Sign up ×
Stack Overflow is a community of 4.7 million programmers, just like you, helping each other. Join them, it only takes a minute:

I am stuck with some regular expression problem.

I have a huge file in html and i need to extract some text (Model No.) from the file.

<table>......
<td colspan="2" align="center" class="thumimages"><b>SK10014</b></td></tr> 
.......

<table>/.....
<td colspan="2" align="center" class="thumimages"><b>SK1998</b></td></tr> 

.... so on

and this is a huge page with all webpage built in table and divless...
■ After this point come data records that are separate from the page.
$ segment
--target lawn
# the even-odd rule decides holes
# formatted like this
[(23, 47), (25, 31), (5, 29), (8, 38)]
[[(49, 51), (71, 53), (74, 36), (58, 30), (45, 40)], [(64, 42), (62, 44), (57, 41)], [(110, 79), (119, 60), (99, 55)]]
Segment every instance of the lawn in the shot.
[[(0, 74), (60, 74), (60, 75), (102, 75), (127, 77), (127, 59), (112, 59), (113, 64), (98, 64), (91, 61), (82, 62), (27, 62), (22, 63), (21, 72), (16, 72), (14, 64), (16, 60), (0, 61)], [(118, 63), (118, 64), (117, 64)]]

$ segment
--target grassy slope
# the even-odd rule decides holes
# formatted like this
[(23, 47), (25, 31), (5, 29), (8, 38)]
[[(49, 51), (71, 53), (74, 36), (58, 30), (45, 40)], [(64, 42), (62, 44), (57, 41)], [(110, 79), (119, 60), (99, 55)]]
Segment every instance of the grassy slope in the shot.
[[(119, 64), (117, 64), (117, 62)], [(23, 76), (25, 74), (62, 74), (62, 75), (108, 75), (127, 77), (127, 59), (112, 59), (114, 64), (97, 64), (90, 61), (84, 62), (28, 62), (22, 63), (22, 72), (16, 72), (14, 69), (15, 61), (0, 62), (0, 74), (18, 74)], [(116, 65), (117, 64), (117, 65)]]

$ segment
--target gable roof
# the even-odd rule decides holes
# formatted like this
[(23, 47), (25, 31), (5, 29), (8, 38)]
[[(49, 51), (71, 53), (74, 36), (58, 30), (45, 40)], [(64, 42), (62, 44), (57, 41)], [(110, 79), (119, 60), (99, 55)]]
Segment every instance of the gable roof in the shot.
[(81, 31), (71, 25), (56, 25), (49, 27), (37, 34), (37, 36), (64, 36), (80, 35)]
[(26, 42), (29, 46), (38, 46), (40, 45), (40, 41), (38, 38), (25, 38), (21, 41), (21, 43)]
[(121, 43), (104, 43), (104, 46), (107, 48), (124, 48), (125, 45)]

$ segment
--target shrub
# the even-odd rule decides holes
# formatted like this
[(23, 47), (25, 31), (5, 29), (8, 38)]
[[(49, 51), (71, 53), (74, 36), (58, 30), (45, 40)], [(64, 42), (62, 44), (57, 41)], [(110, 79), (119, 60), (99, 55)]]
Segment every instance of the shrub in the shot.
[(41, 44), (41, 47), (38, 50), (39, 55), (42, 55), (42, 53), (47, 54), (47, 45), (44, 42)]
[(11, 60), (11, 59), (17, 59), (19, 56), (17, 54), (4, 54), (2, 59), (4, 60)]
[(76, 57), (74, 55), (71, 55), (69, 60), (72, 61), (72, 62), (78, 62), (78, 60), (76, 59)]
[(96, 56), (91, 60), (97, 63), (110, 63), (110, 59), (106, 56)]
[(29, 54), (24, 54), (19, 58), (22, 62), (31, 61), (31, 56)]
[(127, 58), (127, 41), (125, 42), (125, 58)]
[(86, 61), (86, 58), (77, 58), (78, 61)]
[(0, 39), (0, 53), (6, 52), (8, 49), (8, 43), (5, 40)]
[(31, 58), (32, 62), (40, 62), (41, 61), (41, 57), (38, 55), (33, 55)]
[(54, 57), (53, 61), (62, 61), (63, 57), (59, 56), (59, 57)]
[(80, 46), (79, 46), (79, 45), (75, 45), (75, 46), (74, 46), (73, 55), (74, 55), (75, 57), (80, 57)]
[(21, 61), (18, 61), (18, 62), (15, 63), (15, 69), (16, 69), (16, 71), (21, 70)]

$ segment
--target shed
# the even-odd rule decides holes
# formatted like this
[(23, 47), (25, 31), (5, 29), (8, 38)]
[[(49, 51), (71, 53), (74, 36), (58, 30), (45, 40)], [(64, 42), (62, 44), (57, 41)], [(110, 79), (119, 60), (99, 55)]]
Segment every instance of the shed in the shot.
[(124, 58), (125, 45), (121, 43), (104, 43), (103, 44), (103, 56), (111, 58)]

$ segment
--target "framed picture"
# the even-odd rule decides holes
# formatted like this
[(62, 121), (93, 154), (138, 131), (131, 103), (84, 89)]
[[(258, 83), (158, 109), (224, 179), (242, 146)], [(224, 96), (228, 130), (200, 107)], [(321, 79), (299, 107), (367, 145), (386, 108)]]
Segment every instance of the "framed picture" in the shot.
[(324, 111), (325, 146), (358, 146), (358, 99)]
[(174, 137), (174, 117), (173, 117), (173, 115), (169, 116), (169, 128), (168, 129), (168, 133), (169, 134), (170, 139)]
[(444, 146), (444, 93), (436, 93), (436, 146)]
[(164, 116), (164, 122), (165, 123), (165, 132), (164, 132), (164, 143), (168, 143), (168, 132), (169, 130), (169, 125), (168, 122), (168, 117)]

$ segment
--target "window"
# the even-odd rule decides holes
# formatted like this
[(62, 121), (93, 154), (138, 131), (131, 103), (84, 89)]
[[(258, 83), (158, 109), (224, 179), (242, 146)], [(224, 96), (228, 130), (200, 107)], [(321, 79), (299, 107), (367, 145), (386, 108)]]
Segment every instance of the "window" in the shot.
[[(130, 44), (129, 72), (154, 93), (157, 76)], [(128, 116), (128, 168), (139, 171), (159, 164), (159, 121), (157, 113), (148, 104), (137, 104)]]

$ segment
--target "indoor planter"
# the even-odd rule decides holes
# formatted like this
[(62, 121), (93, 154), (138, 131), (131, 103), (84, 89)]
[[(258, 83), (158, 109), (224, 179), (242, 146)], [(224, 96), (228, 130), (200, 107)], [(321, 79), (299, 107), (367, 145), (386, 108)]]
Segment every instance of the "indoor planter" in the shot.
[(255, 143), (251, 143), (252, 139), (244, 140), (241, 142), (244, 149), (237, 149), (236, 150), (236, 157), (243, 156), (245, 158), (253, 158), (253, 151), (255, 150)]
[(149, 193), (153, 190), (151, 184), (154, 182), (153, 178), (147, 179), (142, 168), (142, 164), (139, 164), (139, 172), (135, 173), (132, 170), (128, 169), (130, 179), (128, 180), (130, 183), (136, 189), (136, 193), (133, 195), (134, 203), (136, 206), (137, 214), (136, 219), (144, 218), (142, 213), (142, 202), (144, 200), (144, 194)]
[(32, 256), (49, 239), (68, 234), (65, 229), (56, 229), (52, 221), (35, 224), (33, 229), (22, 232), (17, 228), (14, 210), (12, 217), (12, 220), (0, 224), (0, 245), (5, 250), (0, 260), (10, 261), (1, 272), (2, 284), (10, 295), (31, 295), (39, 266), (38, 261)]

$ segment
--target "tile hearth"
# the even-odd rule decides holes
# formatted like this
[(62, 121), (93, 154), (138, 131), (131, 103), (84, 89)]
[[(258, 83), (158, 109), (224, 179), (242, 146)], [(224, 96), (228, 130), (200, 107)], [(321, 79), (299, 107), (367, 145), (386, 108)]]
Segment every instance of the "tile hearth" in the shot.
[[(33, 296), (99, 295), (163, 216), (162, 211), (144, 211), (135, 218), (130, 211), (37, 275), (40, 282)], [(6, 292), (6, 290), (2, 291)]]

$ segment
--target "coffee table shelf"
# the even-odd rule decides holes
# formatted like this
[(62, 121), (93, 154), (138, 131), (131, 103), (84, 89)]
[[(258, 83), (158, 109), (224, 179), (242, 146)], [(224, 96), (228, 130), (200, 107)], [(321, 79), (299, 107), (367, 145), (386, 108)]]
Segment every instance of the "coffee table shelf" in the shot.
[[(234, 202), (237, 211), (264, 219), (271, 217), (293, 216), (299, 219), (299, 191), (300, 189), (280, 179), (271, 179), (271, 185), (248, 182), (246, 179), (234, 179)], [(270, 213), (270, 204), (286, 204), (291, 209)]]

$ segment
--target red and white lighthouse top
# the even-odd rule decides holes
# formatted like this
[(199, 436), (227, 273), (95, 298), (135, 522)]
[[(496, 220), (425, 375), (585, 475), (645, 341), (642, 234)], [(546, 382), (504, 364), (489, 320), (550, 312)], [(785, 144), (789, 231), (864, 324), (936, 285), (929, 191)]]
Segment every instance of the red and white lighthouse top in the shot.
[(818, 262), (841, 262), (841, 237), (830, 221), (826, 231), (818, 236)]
The class "thumimages" almost repeats in all td, so leaves no way to differentiate the require content from the page.

There are about 10000 model No and i need to extract them.

is there any way do do this with regrex... like

"/<td colspan="2" align="center" class="thumimages"><b>{[1-9]}</b></td></tr>/"

and return an array of all the matched results. Note I have tried HTML parsing but the document contains to many html validation errors.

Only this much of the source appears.